La primera muerte que viví fue la de mi abuela materna. Era muy pequeño aún -creo que ocho años-, y me quedó de aquella experiencia, además de un gran desconsuelo, la idea firme de que mi abuela, de algún modo, seguiría sabiendo de mí. Se me metió en la cabeza que podría ir viendo lo que yo fuese haciendo en la vida, como si esta fuese uno de esos reality show que se pusieron de moda mucho más tarde y los muertos se fuesen todos a un hotel con televisión por cable...
Recuerdo que al poco tiempo de su muerte entramos en una pastelería y sentí con agrado, mientras me comía un milhojas, que mi abuela me estaba observando y que aprobaba que me comiese ese pastel. Puede parecer absurdo, incluso habrá quien achaque esa sensación al exceso de azúcar, pero fue así.
Luego uno se va haciendo mayor y comienza a descreer de casi todo, lo cual provoca que se le sequen la imaginación y el alma. Con la edad uno se empobrece de un modo irremediable. Sin embargo -será porque continúo firme en mi afición a las pastelerías-, no me ha abandonado esa convicción con respecto a los muertos queridos, eso de que, de alguna manera, nos puedan seguir viendo y sabiendo de nosotros.

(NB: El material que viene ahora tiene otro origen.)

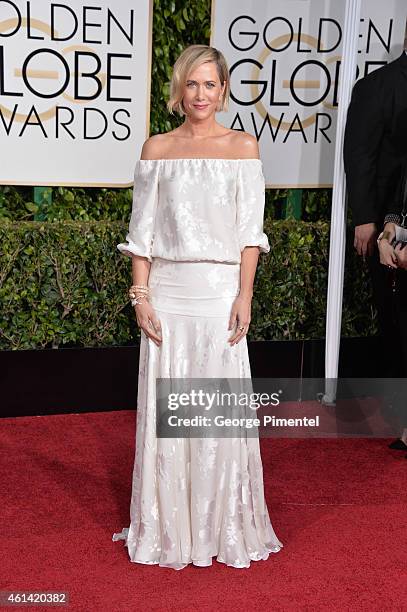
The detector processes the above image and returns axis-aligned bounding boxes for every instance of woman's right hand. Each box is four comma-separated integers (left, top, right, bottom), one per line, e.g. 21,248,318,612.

378,239,398,268
134,300,162,346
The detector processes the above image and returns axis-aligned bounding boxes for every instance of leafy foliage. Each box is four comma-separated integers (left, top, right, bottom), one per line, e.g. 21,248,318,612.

0,221,136,349
0,220,376,350
252,219,376,340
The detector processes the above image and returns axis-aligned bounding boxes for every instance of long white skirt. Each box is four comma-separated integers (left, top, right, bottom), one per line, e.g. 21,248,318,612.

112,257,283,570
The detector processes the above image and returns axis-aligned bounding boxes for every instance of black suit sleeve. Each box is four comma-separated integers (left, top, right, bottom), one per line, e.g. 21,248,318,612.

385,176,402,218
343,76,385,226
385,162,407,217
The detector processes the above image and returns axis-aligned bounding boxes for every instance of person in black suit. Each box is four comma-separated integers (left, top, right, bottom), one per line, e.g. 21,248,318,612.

344,48,407,454
377,158,407,456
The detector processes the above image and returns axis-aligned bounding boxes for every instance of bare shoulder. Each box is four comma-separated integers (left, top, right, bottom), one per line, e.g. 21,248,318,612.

140,133,173,160
230,130,260,159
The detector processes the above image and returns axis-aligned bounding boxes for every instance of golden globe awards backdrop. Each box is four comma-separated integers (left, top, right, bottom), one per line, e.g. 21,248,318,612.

211,0,407,187
0,0,152,186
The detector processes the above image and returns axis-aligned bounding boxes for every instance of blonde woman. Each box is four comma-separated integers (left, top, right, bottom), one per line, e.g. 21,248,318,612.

112,45,283,570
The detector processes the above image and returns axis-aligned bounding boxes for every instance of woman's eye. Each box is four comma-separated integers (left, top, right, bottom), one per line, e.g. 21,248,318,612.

186,82,216,88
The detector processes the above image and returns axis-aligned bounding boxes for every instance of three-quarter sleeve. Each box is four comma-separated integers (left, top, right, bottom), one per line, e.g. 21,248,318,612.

117,160,160,262
236,160,270,254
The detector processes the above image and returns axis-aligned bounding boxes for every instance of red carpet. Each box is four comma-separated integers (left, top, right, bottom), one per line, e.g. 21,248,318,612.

1,411,406,612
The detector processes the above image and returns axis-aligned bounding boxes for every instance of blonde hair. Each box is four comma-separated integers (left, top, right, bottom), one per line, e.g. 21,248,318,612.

167,45,230,116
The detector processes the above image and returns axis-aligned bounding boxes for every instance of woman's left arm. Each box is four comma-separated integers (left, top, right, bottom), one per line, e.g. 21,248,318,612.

228,246,259,345
229,133,268,345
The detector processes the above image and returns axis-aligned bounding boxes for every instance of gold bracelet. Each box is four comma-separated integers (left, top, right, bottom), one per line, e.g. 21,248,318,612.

377,230,393,243
129,285,149,299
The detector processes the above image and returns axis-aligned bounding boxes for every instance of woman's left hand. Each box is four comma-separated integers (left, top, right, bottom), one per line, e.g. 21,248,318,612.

394,243,407,269
228,294,252,345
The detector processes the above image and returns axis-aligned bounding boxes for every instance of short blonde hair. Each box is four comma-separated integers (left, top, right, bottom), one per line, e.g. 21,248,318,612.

167,45,230,116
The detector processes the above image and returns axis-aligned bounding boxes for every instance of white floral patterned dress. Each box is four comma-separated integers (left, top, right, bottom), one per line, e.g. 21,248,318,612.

112,158,283,570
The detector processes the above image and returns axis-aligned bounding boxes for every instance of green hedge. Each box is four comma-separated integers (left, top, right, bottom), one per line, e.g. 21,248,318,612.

0,220,375,350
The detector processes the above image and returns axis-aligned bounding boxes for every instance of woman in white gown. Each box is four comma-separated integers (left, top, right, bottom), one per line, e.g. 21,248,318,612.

112,45,283,570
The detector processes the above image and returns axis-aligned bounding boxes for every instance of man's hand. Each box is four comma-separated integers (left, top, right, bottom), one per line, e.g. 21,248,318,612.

354,223,377,257
378,239,397,268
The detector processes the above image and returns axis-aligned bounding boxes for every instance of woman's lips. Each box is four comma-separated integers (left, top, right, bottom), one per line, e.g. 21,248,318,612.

193,104,209,109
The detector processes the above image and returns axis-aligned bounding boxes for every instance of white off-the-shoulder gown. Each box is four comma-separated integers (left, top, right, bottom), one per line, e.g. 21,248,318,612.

112,158,283,570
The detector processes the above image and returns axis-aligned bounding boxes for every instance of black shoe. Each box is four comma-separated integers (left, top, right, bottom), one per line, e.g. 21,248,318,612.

388,439,407,450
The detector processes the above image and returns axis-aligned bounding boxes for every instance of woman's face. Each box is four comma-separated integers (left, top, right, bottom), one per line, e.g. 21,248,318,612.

181,61,225,119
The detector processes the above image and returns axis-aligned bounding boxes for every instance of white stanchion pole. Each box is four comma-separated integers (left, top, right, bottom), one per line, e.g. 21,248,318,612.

322,0,362,405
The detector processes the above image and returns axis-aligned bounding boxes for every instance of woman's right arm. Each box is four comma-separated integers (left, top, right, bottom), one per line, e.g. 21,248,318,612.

131,255,162,347
130,137,165,346
120,136,165,346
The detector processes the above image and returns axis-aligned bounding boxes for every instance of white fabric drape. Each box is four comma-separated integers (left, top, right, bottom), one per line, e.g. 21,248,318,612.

323,0,362,403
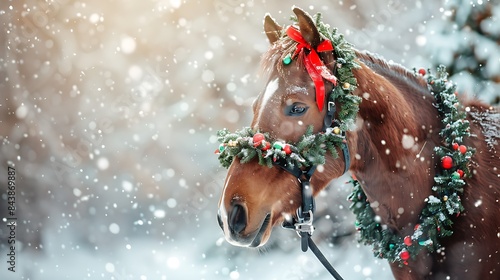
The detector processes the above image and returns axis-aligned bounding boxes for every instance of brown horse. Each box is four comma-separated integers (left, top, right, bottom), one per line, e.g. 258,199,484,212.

217,7,500,279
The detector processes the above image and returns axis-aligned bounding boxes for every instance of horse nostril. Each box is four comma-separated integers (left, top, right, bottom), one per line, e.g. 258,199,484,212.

229,204,247,234
217,211,224,230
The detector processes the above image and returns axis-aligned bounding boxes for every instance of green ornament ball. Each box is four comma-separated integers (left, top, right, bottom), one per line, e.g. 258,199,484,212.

283,54,292,65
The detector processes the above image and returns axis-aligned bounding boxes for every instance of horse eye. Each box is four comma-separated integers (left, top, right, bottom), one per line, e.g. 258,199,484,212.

286,103,308,116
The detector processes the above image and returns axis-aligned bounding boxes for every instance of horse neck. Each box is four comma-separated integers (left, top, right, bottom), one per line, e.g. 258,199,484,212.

345,52,443,231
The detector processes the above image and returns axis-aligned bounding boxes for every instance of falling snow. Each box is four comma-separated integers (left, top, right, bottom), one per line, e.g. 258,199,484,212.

401,134,415,150
0,1,498,280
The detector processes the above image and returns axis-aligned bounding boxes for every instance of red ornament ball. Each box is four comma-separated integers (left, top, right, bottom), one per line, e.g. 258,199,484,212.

441,156,453,169
457,169,464,178
404,236,412,246
418,68,426,76
283,144,292,155
452,143,459,150
400,251,411,261
459,145,467,154
253,133,265,147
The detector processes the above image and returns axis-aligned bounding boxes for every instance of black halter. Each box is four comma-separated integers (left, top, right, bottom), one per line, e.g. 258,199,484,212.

274,99,349,280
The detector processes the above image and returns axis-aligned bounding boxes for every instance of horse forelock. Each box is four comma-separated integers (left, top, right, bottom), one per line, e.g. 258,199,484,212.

260,35,336,81
261,37,297,78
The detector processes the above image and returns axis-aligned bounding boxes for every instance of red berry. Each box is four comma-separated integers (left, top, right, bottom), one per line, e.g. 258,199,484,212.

404,236,412,246
459,145,467,154
452,143,459,150
418,68,426,76
400,251,410,261
441,156,453,169
261,141,271,151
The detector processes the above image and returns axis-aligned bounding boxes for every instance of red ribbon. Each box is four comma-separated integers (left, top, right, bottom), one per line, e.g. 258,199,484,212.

286,26,338,111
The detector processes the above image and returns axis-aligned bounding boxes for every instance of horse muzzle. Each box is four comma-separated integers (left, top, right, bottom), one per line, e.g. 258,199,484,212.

217,203,272,247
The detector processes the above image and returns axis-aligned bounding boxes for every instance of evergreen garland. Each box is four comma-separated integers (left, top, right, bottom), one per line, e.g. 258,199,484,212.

216,125,345,169
348,65,475,266
314,13,361,131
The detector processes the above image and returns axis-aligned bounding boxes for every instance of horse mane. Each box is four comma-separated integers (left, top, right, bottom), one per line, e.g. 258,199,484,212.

354,50,431,96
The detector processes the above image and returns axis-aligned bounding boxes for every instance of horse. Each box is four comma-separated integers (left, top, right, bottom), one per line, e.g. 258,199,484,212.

216,7,500,279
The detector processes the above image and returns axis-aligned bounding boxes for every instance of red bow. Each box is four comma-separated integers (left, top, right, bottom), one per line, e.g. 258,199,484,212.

286,26,338,111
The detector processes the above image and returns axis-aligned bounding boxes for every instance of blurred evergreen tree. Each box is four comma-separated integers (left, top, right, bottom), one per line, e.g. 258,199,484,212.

426,0,500,104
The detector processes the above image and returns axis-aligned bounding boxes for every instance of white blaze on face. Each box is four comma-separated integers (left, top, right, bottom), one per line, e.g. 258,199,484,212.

Y que mientras guardemos memoria de ellos, no nos olvidarán ellos a nosotros y seguirán nuestras derrotas y, a lo mejor, hasta nos ampararán...
Viene todo esto a cuento de P., que se murió ayer en Oviedo, y que hoy a las cinco se habrá fundido con las nubes de esa ciudad. A esa misma hora, me asomé a la ventana y alcé la vista al cielo. Cruzaban las nubes veloces. Y me acordé de H., y de M., de C., de M. y de N., que estarían, a esa misma hora en que yo pegaba mi cara al cristal de la ventana, despidiéndose de P. Y me gustaría que esta entrada fuese un abrazo para todos ellos.